Jonathan Zittrain, the Atlantic:
This absence of central control, or even easy central monitoring, has long been celebrated as an instrument of grassroots democracy and freedom. It’s not trivial to censor a network as organic and decentralized as the internet. But more recently, these features have been understood to facilitate vectors for individual harassment and societal destabilization, with no easy gating points through which to remove or label malicious work not under the umbrellas of the major social-media platforms, or to quickly identify their sources. While both assessments have power to them, they each gloss over a key feature of the distributed web and internet: Their designs naturally create gaps of responsibility for maintaining valuable content that others rely on. Links work seamlessly until they don’t. And as tangible counterparts to online work fade, these gaps represent actual holes in humanity’s knowledge.
This article is not solely about link rot — though that is a significant component; instead, it is about the unique qualities of electronic resources that lend themselves to poor suitability for long-term reference and archiving. I wanted to highlight one example Zittrain cites.
Philip Howard bought a copy of “War and Peace” on his Nook in 2012:
As I was reading, I came across this sentence: “It was as if a light had been Nookd in a carved and painted lantern…” Thinking this was simply a glitch in the software, I ignored the intrusive word and continued reading. Some pages later I encountered the rogue word again. With my third encounter I decided to retrieve my hard cover book and find the original (well, the translated) text.
For the sentence above I discovered this genuine translation: “It was as if a light had been kindled in a carved and painted lantern…”
Imagine if, in a hundred years’ time, the version of “War and Peace” that was being read in schools was the former, and then someone discovered that “Nookd” was a mistranslation because someone had lazily done a find-and-replace to substitute trademarked product names.

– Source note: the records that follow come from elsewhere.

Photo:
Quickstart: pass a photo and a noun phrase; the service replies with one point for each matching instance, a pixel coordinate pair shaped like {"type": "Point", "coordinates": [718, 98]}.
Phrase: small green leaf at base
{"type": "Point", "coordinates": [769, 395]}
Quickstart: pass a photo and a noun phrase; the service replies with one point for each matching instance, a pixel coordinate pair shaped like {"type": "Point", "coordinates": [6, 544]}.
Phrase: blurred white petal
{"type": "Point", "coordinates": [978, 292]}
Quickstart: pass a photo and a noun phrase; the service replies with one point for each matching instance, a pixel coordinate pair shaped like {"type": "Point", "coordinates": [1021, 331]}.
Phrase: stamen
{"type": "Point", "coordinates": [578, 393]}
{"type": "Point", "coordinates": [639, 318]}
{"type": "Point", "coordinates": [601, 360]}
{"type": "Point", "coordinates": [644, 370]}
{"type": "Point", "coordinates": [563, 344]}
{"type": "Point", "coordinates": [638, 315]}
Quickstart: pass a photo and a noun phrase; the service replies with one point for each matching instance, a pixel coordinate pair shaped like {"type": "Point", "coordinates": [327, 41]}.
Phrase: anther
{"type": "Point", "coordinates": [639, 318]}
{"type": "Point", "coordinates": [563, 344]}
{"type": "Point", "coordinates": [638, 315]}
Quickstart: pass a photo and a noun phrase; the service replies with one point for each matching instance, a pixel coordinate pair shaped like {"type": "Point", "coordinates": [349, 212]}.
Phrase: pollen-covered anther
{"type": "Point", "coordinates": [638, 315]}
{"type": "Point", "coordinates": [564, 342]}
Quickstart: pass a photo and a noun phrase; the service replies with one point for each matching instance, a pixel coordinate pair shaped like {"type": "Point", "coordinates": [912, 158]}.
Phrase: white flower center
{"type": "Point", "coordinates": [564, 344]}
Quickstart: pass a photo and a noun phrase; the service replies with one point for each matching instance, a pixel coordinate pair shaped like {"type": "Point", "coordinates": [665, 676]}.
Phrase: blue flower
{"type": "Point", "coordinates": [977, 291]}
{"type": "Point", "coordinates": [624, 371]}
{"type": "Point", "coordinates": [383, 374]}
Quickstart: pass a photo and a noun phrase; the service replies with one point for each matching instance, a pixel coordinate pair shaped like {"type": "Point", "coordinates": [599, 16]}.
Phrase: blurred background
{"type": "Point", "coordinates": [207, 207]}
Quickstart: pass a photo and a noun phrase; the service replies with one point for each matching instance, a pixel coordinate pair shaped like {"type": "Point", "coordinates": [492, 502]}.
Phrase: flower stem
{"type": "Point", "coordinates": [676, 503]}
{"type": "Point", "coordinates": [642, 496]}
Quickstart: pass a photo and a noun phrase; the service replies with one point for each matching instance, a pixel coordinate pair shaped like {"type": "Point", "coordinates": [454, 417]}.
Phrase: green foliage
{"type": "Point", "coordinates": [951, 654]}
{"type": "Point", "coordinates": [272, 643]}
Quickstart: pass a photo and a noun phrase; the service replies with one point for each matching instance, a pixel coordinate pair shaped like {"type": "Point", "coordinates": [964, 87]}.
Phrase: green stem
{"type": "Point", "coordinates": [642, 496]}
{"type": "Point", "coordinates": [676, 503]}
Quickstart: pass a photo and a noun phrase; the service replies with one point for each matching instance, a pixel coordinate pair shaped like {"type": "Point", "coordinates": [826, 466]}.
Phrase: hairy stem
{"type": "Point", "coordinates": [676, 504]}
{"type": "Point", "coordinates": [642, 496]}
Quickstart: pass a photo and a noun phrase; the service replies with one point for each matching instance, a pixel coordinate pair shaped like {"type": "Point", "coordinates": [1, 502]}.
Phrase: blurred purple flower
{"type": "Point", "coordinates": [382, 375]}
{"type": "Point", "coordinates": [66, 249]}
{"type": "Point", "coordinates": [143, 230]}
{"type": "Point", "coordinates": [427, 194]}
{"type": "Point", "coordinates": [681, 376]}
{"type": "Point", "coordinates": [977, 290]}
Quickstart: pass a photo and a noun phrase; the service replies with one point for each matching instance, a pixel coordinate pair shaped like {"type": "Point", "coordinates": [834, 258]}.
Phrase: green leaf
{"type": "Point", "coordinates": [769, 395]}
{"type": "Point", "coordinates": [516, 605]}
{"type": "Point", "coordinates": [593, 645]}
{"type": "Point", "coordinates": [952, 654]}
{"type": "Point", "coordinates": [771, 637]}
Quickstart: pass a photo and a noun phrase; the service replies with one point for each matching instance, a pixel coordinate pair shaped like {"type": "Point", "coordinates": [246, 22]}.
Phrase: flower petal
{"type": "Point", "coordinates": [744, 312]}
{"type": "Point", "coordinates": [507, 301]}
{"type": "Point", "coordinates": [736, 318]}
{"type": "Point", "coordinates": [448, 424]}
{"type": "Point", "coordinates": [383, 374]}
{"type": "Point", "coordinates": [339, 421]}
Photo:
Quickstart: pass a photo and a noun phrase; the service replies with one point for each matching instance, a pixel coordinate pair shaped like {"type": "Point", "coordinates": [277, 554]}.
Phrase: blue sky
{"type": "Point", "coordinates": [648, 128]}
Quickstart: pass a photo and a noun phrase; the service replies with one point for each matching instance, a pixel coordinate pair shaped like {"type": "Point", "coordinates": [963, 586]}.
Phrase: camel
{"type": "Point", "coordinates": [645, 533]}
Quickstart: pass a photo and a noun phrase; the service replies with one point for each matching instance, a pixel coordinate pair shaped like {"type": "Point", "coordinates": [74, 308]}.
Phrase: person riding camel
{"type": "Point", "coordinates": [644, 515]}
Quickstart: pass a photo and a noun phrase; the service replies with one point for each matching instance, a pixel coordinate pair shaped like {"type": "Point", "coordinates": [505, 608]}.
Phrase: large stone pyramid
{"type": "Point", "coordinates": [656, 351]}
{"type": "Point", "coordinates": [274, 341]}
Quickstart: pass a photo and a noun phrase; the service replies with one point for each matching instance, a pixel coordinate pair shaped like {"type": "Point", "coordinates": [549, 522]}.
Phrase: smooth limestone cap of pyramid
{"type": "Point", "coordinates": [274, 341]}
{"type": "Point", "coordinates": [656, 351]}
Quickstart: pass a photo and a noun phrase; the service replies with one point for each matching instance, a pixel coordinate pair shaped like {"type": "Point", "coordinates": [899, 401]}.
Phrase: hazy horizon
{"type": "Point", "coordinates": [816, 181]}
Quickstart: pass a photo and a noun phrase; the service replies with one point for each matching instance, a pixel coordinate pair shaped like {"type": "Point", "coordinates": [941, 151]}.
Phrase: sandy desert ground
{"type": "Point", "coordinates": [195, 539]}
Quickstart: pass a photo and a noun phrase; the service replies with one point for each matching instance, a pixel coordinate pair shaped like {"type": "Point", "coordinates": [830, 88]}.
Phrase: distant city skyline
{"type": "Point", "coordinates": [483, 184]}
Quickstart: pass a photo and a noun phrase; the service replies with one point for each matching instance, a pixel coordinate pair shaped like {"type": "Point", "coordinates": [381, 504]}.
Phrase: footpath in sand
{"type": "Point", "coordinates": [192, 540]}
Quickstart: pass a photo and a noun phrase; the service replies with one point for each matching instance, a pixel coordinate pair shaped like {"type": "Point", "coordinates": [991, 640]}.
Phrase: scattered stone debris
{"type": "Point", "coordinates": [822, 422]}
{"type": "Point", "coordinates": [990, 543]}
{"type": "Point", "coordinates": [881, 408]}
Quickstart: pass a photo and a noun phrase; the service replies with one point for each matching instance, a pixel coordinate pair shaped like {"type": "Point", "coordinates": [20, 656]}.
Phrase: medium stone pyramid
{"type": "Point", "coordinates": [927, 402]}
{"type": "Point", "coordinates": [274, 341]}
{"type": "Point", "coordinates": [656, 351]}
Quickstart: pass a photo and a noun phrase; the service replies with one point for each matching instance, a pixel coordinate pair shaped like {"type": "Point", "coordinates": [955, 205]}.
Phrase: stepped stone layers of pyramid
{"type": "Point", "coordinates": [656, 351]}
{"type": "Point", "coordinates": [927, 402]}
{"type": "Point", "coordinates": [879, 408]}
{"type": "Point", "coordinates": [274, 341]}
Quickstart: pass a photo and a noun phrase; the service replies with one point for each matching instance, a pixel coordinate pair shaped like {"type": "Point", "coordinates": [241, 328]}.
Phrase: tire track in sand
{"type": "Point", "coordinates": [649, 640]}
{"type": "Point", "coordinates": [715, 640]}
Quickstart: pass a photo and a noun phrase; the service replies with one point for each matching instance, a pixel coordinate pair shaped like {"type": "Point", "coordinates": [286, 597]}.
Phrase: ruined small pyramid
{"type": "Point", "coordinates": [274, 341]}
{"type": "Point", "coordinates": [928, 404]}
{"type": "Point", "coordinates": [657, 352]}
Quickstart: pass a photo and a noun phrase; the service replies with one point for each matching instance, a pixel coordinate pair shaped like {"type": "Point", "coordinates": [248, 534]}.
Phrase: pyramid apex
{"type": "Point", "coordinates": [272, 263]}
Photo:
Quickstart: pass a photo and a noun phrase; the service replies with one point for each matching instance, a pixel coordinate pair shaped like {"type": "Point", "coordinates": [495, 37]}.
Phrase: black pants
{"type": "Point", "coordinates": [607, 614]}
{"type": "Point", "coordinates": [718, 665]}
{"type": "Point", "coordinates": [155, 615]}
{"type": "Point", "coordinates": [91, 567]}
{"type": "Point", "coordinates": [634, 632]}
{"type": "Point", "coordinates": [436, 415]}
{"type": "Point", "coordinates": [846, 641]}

John Bowers, Clare Stanton, and Jonathan Zittrain, writing in May for Columbia Journalism Review:
We found that of the 553,693 articles within the purview of our study — meaning they included URLs on nytimes.com — there were a total of 2,283,445 hyperlinks pointing to content outside of nytimes.com. Seventy-two percent of those were “deep links” with a path to a specific page, such as example.com/article, which is where we focused our analysis (as opposed to simply example.com, which composed the rest of the data set).
Of these deep links, 25 percent of all links were completely inaccessible. Linkrot became more common over time: 6 percent of links from 2018 had rotted, as compared to 43 percent of links from 2008 and 72 percent of links from 1998. Fifty-three percent of all articles that contained deep links had at least one rotted link.
This was a sample data set from 1996 through mid-2019, but maybe the most shocking number is the 2018 one: after just a year, one in every sixteen links from the Times’ website to an external source had stopped working. The Times already has an attribution problem; this just makes it worse. The researchers point out that URLs within U.S. Supreme Court opinions fare even worse, with about half of links not working as originally intended.
Zittrain and colleagues created Perma.cc to try to solve this problem, particularly for legal and scholarly users. It is a good, necessary effort that uses the Internet Archive’s engine to build permanent links to pages that Perma.cc promises are, indeed, permanent.
But while you would think all permalinks on the web would be permanent, just like you might think permafrost would never thaw — the “perma” is a pretty big clue — but it turns out that language is funny like that.
In my testing, Perma.cc worked fine for text-based pages, but failed to capture video files on YouTube. That is broadly the case with other archival methods; there simply is not a large-scale effective YouTube mirror. If something is removed from the world’s most popular general-purpose video hosting site, it may be lost forever.